E’ maggio del 1936 ed Eulalia, una giovane maestra cresciuta con gli ideali della Repubblica e con una grande passione per l’insegnamento, riceve il suo primo incarico in una comunità rurale a Sierra di Cadice. Animata da una profonda convinzione, Eulalia si dedica all’insegnamento, offrendo speranza a bambini che già conoscono la durezza della vita e il duro lavoro nei campi, consapevole che l’istruzione sia l’unica speranza per un futuro migliore.
Eulalia sente che la sua missione è insegnare. Poi, con lo scoppio della guerra, i suoi ideali sono ritenuti pericolosi, così è incarcerata e le viene negata la possibilità di insegnare. Questo non accade soltanto a lei, ma a tutti quelli che sono rimasti fedeli alla Repubblica.

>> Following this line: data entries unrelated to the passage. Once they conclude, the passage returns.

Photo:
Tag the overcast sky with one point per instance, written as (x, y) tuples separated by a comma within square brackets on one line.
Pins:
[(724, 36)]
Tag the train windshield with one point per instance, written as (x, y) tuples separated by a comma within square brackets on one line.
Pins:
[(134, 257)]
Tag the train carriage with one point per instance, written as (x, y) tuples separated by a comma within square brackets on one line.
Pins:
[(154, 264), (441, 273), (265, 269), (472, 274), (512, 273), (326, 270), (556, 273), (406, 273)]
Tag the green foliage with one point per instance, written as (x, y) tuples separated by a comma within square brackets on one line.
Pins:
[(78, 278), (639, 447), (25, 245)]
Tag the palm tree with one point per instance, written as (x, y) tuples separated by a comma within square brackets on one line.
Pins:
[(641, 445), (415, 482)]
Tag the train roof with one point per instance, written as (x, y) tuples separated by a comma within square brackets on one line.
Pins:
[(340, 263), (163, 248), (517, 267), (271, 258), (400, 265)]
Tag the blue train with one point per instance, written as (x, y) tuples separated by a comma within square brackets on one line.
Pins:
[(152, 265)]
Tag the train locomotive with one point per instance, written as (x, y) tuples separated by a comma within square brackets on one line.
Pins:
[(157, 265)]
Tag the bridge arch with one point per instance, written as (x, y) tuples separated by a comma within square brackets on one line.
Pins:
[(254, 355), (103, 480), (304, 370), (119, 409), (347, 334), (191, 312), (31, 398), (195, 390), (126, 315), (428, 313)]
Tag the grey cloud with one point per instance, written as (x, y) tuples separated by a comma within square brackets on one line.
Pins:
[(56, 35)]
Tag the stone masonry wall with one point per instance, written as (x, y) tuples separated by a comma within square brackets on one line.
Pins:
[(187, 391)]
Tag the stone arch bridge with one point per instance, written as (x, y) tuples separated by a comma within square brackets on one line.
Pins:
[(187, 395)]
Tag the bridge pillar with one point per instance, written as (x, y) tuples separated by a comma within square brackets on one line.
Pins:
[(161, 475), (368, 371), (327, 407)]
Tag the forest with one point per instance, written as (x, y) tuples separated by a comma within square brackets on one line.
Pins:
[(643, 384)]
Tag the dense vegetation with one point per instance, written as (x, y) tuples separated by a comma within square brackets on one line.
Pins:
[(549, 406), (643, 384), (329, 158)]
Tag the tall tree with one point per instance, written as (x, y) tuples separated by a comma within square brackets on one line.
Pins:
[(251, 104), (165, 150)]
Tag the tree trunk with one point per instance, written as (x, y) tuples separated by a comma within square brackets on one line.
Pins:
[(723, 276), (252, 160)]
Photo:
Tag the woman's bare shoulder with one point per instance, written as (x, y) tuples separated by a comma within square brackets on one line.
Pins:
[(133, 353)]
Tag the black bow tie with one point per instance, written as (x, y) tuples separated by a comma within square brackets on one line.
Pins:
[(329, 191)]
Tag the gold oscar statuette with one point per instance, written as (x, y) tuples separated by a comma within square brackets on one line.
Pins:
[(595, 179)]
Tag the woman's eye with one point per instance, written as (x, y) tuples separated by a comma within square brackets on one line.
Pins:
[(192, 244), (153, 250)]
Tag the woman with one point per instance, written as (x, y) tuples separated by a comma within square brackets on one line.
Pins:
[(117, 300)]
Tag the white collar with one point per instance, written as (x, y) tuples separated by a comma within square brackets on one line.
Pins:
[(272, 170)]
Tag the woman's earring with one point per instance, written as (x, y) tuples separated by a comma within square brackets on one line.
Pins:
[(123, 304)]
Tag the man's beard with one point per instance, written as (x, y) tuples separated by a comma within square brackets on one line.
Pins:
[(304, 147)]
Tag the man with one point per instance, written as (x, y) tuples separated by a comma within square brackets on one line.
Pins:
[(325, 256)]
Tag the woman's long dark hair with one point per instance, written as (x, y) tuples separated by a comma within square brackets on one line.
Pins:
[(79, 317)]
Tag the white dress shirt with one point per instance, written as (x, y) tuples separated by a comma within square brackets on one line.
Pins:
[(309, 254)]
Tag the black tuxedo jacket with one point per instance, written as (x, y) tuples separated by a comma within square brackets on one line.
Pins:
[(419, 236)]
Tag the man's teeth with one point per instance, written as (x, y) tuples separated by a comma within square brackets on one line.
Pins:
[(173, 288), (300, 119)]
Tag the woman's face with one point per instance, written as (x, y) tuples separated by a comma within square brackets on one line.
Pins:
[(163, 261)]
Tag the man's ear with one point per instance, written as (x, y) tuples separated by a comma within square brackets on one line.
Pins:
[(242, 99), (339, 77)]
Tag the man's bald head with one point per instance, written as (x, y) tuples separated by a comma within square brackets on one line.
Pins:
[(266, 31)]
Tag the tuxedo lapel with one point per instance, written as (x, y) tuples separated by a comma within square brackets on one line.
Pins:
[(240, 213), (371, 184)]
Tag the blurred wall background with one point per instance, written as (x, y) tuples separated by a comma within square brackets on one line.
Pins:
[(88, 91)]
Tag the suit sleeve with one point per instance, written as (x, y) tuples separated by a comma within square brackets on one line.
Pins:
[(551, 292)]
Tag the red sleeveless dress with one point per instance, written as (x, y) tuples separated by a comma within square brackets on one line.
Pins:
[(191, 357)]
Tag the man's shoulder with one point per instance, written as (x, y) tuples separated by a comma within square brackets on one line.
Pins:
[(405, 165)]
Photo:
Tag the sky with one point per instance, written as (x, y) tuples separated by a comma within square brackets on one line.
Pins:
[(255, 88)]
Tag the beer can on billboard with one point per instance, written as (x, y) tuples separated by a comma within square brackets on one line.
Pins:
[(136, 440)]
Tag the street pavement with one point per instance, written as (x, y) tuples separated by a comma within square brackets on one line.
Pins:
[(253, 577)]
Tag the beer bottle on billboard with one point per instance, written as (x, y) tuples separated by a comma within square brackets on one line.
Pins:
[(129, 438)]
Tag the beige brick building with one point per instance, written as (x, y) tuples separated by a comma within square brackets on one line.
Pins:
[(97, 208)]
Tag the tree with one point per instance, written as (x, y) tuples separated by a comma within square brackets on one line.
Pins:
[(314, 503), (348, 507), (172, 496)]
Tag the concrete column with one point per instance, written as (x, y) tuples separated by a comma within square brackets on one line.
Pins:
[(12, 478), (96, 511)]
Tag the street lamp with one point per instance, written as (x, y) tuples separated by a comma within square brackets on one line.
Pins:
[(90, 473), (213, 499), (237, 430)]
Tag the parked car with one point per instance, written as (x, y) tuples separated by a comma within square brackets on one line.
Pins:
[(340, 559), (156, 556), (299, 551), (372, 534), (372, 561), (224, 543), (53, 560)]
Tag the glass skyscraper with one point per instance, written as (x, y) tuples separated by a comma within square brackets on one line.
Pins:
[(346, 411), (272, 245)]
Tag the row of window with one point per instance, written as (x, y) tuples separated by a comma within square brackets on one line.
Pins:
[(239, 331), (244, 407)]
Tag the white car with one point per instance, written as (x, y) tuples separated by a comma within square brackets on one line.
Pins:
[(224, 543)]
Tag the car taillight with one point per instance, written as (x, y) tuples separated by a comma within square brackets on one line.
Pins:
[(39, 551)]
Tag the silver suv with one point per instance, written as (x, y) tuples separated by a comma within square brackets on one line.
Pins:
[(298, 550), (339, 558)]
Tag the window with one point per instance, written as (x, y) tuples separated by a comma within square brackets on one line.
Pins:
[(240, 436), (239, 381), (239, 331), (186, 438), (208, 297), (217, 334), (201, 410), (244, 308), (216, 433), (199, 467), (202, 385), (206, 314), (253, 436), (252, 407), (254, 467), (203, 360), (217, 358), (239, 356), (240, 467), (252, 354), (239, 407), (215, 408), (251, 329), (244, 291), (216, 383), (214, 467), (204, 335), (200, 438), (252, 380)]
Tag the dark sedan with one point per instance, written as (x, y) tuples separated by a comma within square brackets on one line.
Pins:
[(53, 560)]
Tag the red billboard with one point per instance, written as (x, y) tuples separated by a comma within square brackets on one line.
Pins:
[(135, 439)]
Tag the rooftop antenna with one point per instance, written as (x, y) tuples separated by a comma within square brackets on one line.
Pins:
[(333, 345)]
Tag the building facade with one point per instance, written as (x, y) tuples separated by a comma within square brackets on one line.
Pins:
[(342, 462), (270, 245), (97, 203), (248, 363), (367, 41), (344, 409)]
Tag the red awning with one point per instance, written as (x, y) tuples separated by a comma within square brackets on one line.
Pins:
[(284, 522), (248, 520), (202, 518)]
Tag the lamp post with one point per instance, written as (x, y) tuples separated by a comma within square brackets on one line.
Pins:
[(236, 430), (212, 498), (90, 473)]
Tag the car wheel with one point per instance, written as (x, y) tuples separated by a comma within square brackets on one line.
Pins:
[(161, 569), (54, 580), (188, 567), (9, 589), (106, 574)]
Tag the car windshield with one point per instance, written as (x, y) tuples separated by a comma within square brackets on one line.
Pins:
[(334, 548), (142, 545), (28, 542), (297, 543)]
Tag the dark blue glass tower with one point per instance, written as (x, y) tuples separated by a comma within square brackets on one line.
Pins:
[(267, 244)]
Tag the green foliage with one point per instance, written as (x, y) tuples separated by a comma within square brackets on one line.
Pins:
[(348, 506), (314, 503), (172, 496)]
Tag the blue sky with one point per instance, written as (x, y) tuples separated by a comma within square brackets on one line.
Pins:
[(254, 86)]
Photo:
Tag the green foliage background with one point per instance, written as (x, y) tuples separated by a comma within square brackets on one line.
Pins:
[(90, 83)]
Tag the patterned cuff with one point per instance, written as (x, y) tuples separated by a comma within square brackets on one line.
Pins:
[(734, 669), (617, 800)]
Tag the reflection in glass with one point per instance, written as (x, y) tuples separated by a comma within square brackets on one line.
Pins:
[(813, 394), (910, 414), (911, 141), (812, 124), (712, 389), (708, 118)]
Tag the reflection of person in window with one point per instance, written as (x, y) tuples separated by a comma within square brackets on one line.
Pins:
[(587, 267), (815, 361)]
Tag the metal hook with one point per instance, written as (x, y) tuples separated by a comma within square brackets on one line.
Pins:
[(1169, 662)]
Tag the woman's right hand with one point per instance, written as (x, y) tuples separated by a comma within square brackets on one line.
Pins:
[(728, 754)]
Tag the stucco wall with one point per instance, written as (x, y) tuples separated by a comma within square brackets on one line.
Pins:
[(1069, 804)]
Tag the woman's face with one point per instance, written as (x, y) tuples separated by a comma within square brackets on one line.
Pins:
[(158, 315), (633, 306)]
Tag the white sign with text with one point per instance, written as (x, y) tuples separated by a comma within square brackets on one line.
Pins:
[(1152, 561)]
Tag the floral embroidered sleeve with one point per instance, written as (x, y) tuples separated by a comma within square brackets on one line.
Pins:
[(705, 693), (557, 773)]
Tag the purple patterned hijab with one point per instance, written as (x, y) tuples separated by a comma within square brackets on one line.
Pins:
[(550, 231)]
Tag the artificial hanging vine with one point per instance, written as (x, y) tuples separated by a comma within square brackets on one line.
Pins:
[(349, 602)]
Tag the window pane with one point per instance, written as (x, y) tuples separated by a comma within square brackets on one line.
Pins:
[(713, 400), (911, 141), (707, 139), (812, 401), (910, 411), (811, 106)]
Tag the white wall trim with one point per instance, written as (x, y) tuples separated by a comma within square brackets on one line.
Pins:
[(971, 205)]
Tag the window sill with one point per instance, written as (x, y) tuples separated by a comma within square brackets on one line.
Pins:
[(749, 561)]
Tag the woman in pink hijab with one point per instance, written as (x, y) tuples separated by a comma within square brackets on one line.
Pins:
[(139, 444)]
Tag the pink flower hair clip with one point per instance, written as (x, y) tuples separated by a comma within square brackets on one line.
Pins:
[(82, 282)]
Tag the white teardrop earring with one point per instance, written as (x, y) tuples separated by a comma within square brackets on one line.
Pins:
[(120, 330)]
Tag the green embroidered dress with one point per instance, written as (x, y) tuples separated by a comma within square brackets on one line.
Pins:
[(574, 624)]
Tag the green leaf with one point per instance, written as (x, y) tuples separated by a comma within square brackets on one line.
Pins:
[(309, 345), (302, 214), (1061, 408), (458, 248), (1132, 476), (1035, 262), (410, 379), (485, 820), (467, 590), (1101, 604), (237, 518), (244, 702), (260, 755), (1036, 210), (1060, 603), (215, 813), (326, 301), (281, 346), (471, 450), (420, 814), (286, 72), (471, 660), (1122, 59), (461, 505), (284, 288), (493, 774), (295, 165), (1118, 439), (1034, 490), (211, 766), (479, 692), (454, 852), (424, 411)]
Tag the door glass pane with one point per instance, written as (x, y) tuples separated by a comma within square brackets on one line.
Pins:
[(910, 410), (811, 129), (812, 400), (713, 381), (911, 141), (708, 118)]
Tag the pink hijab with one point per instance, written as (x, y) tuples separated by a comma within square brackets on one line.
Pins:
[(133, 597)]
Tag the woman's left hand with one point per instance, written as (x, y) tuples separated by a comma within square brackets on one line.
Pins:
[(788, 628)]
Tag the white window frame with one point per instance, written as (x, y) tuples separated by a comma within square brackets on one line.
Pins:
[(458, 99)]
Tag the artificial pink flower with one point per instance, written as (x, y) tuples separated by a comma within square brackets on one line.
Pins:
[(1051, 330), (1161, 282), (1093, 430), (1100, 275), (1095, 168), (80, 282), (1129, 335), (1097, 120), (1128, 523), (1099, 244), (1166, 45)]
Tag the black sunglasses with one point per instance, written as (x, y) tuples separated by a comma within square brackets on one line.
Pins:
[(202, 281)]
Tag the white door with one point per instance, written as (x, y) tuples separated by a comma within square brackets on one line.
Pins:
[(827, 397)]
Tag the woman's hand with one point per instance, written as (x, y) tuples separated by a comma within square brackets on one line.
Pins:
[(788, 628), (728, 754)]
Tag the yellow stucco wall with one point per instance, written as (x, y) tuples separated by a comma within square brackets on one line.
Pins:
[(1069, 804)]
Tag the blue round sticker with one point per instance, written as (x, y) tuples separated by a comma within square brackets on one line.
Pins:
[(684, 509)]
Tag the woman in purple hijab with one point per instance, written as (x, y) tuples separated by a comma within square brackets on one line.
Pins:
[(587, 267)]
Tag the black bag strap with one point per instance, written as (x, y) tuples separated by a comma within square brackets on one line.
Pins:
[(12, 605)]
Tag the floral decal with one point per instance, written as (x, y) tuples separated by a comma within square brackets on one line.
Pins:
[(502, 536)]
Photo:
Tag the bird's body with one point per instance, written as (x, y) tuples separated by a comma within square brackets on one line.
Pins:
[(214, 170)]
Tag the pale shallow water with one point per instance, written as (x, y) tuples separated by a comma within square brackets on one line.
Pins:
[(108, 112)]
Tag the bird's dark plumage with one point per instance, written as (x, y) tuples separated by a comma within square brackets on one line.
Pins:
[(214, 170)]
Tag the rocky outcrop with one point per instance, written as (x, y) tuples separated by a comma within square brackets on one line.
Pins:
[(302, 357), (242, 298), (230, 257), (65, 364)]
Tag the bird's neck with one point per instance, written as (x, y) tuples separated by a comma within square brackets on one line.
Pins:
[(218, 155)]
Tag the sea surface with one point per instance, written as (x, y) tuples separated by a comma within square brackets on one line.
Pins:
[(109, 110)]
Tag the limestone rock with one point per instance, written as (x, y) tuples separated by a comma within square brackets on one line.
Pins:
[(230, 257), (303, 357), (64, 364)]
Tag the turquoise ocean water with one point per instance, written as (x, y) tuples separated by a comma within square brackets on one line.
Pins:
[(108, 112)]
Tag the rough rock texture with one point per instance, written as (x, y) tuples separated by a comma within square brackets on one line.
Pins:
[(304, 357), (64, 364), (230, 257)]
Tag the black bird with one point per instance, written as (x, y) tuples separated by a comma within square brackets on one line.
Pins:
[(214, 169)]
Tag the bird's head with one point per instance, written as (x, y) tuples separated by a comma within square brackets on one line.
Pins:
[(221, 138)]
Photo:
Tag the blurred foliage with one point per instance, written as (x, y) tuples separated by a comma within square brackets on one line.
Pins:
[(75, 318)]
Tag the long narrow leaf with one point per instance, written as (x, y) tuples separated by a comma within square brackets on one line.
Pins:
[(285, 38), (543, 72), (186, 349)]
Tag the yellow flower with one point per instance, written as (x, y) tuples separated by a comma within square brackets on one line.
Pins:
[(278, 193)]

La scrittura è scorrevole e molto comprensibile e la storia è incentrata su due protagoniste, entrambe giovani insegnanti con personalità differenti. Juana è anticonformista, intelligente e carismatica. Ha coraggio e passione per l’insegnamento e per le proprie idee liberali. Eulalia, più giovane e al suo primo incarico, è piena di dubbi, ma crede fortemente nella cultura.
Il libro ricorda che educare significa anche formare cittadini liberi, e che il seme piantato da un maestro può germogliare a distanza di decenni. Il romanzo è intenso, commovente e consigliato.